News & Resources

USMEF Sees TPP Boost in Japan

14 Mar 2016

By Richard Smith
DTN Japan Correspondent

CHIBA CITY, Japan (DTN) -- Phil Seng, president and CEO of the U.S. Meat Export Federation, said the time is not ripe to make any volume increase forecast for exports to Japan, but the Trans-Pacific Partnership agreement (TPP) will surely enhance the competitiveness of U.S. meat on the Japanese market.

"It will bring down the tariffs on beef and give us a level playing field," Seng said in an interview last week with DTN at the FOODEX international trade show.

Seng noted that under the Australia-Japan free trade agreement, the Japanese tariffs on beef don't go down as low as those under the TPP agreement. But after 15 years of the latter's coming into effect, the tariffs will go down lower for beef from signatory countries than under the agreement with Australia.

Under the Australia-Japan FTA, which came into effect in January last year, Japanese tariffs on beef, normally at 38.5%, will drop to 23.5% for chilled beef within 15 years. The tariff for frozen beef will fall to 19.5% within 18 years.

Conversely, under the TPP, the tariffs will fall overall to 9% over 15 years.

Seng also pointed out that the yen has recently appreciated to the U.S. dollar but weakened to the Australian dollar, giving U.S. exporters a currency rate edge over their Aussie counterparts. Also, the drought in Australia has reduced the country's cattle herd size. "So we think our (beef) exports (to Japan) will increase," Seng said.

U.S. beef exports to Japan hit $1.58 billion in 2014, but dropped roughly 18% in 2015. The U.S. spent more than a decade rebuilding the beef market to Japan after being cut off in 2003 following a case of bovine spongiform encephalopathy.

Pork exports ride on the same potential optimism with TPP, Seng said, as Japan's 20% tariff on ground, seasoned pork and 10% tariff on sausages will be eliminated in six years of the TPP's coming into effect. Japan's current 4.3% tariff on fresh, chilled, and frozen pork cuts will immediately be cut in half, with the residual duty eliminated in 10 years.
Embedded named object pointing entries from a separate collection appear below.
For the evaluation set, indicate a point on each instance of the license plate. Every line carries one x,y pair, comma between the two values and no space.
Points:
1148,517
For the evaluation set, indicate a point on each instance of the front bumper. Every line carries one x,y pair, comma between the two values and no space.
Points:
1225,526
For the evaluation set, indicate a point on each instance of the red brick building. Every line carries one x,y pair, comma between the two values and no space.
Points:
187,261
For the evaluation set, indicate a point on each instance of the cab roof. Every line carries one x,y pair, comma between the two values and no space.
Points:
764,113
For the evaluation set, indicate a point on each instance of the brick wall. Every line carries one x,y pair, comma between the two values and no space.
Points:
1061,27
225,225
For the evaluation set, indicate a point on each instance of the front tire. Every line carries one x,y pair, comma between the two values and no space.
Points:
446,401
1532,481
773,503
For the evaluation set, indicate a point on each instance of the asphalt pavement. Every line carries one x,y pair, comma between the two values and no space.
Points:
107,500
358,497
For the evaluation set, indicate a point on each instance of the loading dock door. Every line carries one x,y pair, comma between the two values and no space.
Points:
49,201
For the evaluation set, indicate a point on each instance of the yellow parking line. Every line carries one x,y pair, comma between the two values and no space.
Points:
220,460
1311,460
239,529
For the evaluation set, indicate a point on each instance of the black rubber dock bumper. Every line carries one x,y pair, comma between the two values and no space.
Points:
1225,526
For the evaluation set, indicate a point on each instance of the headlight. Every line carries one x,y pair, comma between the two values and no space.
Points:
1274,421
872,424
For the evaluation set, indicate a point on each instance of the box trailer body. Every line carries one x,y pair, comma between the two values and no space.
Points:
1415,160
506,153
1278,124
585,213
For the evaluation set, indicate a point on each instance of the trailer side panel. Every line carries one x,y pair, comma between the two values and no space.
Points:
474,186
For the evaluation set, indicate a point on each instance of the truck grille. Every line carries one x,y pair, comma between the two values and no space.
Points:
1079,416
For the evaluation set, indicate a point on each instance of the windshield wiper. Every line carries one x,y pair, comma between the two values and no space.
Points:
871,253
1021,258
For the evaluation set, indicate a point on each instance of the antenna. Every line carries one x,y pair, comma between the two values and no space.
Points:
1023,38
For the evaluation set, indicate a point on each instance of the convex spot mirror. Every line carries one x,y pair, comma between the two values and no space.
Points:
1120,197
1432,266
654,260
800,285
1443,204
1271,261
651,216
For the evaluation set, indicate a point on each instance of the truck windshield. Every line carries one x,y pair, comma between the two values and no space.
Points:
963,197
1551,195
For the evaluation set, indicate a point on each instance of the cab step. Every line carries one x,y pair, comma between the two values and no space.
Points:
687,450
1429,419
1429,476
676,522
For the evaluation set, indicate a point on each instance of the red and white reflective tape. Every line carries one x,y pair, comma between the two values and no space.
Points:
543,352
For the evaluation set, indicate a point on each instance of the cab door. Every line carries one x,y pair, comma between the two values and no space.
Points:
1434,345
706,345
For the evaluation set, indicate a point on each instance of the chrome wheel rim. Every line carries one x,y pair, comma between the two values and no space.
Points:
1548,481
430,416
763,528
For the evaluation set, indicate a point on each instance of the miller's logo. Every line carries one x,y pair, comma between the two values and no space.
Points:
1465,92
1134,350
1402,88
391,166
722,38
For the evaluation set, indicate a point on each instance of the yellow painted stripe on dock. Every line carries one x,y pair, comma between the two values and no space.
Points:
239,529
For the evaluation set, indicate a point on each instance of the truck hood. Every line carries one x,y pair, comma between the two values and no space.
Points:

The "Gate Price" system will remain, but Japan will immediately reduce the specific duty on pork cuts from its previous maximum charge of 482 yen per kilo to 125 yen, with a further reduction to 50 yen by the 10th year.

The U.S. is looking for a rebound in pork exports to Japan after seeing both volume and value decline in 2015. U.S. pork exports to Japan fell to $1.59 billion, the lowest since 2009.

Seng said one hears a lot of talk about Japan's population declining, which would reduce demand for overall food exports. He emphasized, however, that tourists in Japan last year numbered 20 million. "We see that going up to 30 million" a year, Seng said.

So the total Japanese population is going down, but the tourist population is increasing, which creates a huge potential in the hotel and restaurant business, Seng said. "You take that, with the tariffs declining, and it's a terrific opportunity," he said.

Also participating in FOODEX, Ohio-based pork processor Sugardale's director of international business Avy Konor dared tread where Seng wouldn't, predicting that the TPP would allow his company to at least double its business in Japan. "Japanese companies will approach us," Konor said.

Jay Theiler, vice-president for Idaho-based Agri Beef, said the TPP's coming into effect will be an important step for his company. Because of the Australia-Japan FTA and resultant tariff reduction for Australian beef, U.S. beef exporters to Japan are 8.5 percentage points behind their Aussie competitors, Theiler said. "Each year we delay the TPP, we will see erosion of competitive advantage to Australia," he said.